Examining Hackage: concurrent-supply
It’s been a while since I posted about some code I’ve been reading, but today I found a little gem: concurrent-supply. This package sets out to provide fast way to generate unique identifiers in a way that’s splittable and supports concurrency.
What’s particularly cool about this package is that the code is only about ~100 lines and a goodly chunk of that is pragramas to tell GHC to actually inline trivial functions.
The API is just 5 functions
type Supply
newSupply :: IO Supply
freshId :: Supply -> (Int, Supply)
splitSupply :: Supply -> (Supply, Supply)
freshId# :: Supply -> (# Int, Supply #)
splitSupply# :: Supply -> (# Int, Supply #)
Supply
is the type for well.. supplies of fresh integers. We can grab an Int
out of a supply producing a new supply as well. We can also split a supply so that we have two new supplies that will produce disjoint identifiers.
The idea here is that we can have supplies that are used from multiple concurrent threads and they won’t ever
- Duplicate identifiers between supply
- Hammer on the same supply and destroy all our concurrency
It does go without saying that eventually we run out of ints, so I suppose if you sit and prod a supply for a very long time, something bad will happen.
With that in mind, let’s take a look at the imports for Control.Concurrent.Supply
.
import Data.Hashable
import Data.IORef
import Data.Functor ((<$>))
import Data.Monoid
import GHC.IO (unsafeDupablePerformIO, unsafePerformIO)

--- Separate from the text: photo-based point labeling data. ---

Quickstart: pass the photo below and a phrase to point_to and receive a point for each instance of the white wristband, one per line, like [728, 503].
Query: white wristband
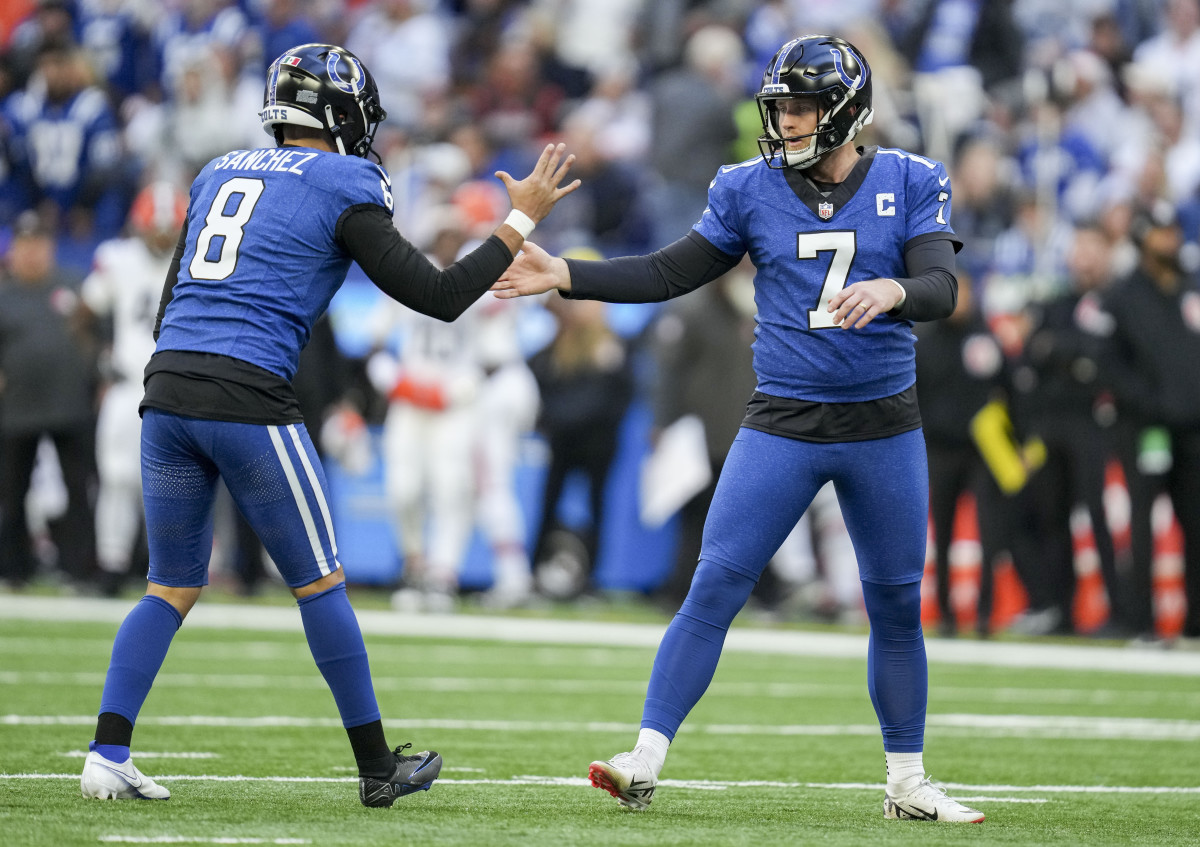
[520, 222]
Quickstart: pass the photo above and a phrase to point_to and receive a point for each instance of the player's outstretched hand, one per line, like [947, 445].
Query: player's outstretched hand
[534, 271]
[538, 192]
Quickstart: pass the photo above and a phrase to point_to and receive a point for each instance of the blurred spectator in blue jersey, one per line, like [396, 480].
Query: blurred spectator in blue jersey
[407, 46]
[285, 24]
[48, 380]
[117, 38]
[51, 22]
[191, 26]
[65, 146]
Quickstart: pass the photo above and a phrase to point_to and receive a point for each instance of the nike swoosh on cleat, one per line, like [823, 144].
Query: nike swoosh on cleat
[919, 812]
[136, 782]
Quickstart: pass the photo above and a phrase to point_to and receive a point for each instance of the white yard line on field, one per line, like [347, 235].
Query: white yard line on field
[993, 726]
[583, 632]
[195, 840]
[1026, 696]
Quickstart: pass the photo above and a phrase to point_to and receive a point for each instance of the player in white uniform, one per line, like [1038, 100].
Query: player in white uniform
[460, 398]
[125, 284]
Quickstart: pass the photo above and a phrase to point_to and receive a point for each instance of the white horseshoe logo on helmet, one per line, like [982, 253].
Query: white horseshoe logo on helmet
[852, 84]
[353, 85]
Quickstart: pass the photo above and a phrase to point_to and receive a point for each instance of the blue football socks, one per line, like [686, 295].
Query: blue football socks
[138, 652]
[897, 668]
[336, 643]
[691, 646]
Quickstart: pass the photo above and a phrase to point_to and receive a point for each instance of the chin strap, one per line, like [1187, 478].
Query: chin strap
[334, 128]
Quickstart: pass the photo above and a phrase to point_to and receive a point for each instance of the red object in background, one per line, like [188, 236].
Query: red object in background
[1091, 608]
[12, 12]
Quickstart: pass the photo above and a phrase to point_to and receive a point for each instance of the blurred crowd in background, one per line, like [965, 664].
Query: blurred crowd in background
[1071, 130]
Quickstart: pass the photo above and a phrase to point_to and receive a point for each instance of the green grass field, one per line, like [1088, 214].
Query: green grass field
[784, 749]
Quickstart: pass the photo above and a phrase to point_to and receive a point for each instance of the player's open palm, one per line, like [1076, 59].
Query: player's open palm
[538, 192]
[534, 271]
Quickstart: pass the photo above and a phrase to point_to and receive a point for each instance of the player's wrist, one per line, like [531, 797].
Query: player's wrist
[521, 222]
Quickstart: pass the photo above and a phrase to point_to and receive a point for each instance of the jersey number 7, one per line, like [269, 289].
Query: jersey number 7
[843, 244]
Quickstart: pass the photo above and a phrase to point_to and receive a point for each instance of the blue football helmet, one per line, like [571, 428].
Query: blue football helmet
[828, 68]
[325, 88]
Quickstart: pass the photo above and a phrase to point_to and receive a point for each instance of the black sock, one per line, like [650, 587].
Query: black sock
[112, 728]
[371, 751]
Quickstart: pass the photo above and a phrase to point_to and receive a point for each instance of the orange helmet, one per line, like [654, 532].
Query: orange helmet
[159, 208]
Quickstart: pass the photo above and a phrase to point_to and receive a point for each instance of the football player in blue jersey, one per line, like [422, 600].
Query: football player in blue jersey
[851, 246]
[269, 236]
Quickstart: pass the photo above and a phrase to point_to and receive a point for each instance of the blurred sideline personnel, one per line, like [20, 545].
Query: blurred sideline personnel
[960, 368]
[1151, 325]
[852, 245]
[48, 382]
[269, 239]
[1061, 400]
[124, 287]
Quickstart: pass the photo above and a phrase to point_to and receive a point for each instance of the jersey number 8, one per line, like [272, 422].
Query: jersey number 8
[225, 223]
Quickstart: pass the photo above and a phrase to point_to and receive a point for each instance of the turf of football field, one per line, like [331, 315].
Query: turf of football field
[783, 750]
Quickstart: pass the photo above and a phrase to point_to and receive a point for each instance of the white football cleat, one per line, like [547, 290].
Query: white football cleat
[627, 778]
[929, 802]
[107, 780]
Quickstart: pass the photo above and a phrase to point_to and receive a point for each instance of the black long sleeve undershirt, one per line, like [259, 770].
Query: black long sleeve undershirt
[684, 265]
[406, 275]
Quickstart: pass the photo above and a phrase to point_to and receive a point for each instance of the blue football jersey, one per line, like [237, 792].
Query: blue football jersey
[262, 260]
[808, 248]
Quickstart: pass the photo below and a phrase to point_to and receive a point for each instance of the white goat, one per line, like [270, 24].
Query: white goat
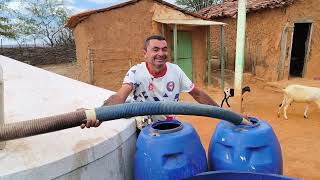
[299, 94]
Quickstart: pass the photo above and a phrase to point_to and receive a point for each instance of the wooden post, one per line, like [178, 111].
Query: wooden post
[241, 33]
[175, 44]
[90, 66]
[209, 55]
[222, 56]
[2, 144]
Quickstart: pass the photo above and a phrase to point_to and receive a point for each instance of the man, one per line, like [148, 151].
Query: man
[155, 80]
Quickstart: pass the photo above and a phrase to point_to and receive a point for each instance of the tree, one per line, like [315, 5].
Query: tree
[196, 5]
[43, 20]
[6, 29]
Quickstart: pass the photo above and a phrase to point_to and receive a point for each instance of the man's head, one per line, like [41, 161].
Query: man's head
[156, 51]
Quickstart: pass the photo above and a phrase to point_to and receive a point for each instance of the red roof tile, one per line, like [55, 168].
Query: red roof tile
[75, 19]
[230, 7]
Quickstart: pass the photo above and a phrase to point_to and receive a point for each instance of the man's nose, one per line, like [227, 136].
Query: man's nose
[162, 53]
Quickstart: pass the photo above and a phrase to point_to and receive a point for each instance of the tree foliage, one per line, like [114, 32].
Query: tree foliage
[196, 5]
[6, 29]
[43, 20]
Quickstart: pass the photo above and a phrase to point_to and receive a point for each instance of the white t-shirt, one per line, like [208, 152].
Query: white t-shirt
[148, 87]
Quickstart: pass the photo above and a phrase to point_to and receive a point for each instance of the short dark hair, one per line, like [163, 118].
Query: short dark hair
[157, 37]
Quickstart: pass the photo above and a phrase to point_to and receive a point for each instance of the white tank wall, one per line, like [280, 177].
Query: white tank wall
[105, 152]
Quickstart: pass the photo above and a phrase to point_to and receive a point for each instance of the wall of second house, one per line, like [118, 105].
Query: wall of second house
[263, 38]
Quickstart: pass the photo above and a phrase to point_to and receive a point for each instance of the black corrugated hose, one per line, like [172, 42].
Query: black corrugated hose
[54, 123]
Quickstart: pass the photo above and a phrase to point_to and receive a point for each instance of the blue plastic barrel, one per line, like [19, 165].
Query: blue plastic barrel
[169, 150]
[232, 175]
[253, 148]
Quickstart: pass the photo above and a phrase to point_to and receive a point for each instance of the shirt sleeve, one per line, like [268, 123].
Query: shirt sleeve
[130, 76]
[186, 84]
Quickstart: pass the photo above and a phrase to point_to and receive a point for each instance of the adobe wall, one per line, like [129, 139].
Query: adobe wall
[41, 55]
[120, 45]
[263, 38]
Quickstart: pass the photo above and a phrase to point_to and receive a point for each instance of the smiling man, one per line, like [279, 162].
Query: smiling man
[155, 79]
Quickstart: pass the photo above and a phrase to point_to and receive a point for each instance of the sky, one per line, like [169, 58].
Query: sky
[76, 6]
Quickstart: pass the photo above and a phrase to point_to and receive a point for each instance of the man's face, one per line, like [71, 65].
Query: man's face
[156, 53]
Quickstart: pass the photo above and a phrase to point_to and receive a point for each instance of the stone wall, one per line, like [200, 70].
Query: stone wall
[41, 55]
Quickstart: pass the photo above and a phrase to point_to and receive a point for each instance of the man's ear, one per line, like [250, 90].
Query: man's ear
[144, 52]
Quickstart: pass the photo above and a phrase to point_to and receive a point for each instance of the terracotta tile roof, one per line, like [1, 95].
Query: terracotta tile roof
[229, 7]
[76, 19]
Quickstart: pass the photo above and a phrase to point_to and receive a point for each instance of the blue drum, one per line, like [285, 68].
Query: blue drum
[169, 150]
[253, 148]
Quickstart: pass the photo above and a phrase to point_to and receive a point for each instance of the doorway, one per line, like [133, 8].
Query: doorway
[300, 49]
[184, 59]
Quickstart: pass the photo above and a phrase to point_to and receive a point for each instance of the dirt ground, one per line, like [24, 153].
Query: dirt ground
[299, 137]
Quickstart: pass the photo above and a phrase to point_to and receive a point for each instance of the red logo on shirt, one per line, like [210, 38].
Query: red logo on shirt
[150, 87]
[170, 86]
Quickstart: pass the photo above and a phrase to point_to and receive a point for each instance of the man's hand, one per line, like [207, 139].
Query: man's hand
[89, 122]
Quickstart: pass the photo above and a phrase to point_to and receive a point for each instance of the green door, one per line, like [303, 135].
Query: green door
[184, 52]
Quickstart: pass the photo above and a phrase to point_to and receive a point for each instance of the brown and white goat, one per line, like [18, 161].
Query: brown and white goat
[299, 94]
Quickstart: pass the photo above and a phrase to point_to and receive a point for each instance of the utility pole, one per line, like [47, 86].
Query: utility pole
[238, 75]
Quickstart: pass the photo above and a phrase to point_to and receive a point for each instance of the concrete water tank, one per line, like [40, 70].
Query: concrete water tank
[106, 152]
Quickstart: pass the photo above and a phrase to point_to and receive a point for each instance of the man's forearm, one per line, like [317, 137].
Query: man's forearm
[113, 100]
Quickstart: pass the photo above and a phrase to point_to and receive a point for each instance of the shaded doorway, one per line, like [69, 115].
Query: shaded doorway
[184, 59]
[300, 48]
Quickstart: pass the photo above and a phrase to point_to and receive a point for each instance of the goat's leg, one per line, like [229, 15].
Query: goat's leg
[282, 104]
[288, 102]
[306, 111]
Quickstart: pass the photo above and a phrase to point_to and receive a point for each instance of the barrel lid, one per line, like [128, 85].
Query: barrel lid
[166, 127]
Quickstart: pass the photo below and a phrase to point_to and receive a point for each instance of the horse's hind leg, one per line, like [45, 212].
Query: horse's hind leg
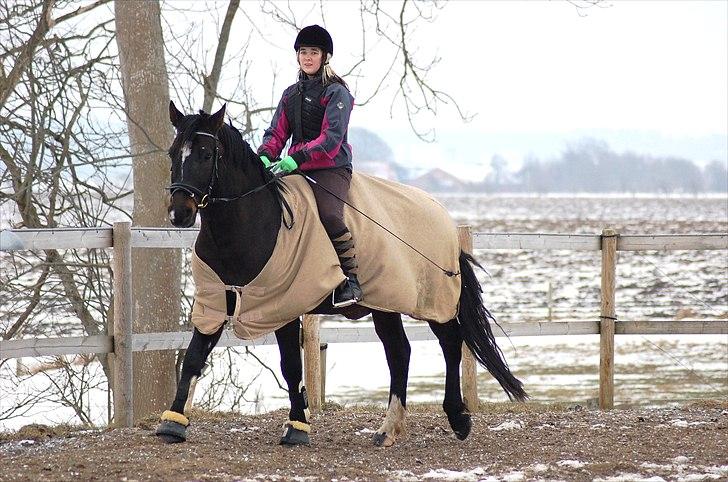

import GHC.Types (Int(..))
import GHC.Prim (Int#)
So you can see that some interesting stuff is going to happen, we have both unboxed ints, and unsafe*PerformIO
s. As a quick review, unsafeDupablePerformIO
is for IO
actions which are okay being forced at the same time by different threads which unsafePerformIO
is a little bit more modest and ensures we only force things from one thread at a time.
With this in mind, the code starts with the classic definition of streams in Haskell.
This is followed with some rather a few definitions,
instance Functor Stream where
fmap f (a :- as) = f a :- fmap f as
extract :: Stream a -> a
extract (a :- _) = a
units :: Stream ()
units = () :- units
{-# NOINLINE units #-}
Do note that units
won’t be inlined, this is unfortunately important when we’re thinking about with unsafe functions.
Now on top of streams we can define a rather important type, blocks.
data Block = Block Int !(Stream Block)
instance Eq Block where
Block a (Block b _ :- _) == Block c (Block d _ :- _) = a == c && b == d
instance Ord Block where
Block a (Block b _ :- _) `compare` Block c (Block d _ :- _) = compare a c `mappend` compare b d
instance Show Block where
showsPrec d (Block a (Block b _ :- _)) = showParen (d >= 10) $
showString "Block " . showsPrec 10 a . showString " (Block "
. showsPrec 10 b . showString " ... :- ...)"
instance Hashable Block where
hashWithSalt s (Block a (Block b _ :- _)) = s `hashWithSalt` a `hashWithSalt` b
So a block is an integer and an infinite number of other blocks. Notice that block identity is purely determined by the first two ints. This is contingent on the fact that all blocks are made with
blockSize :: Int
blockSize = 1024
{-# INLINE blockSize #-}
-- Minimum size to be worth splitting a supply rather than
-- just CAS'ing twice to avoid multiple subsequent biased splits
blockCounter :: IORef Int
blockCounter = unsafePerformIO (newIORef 0)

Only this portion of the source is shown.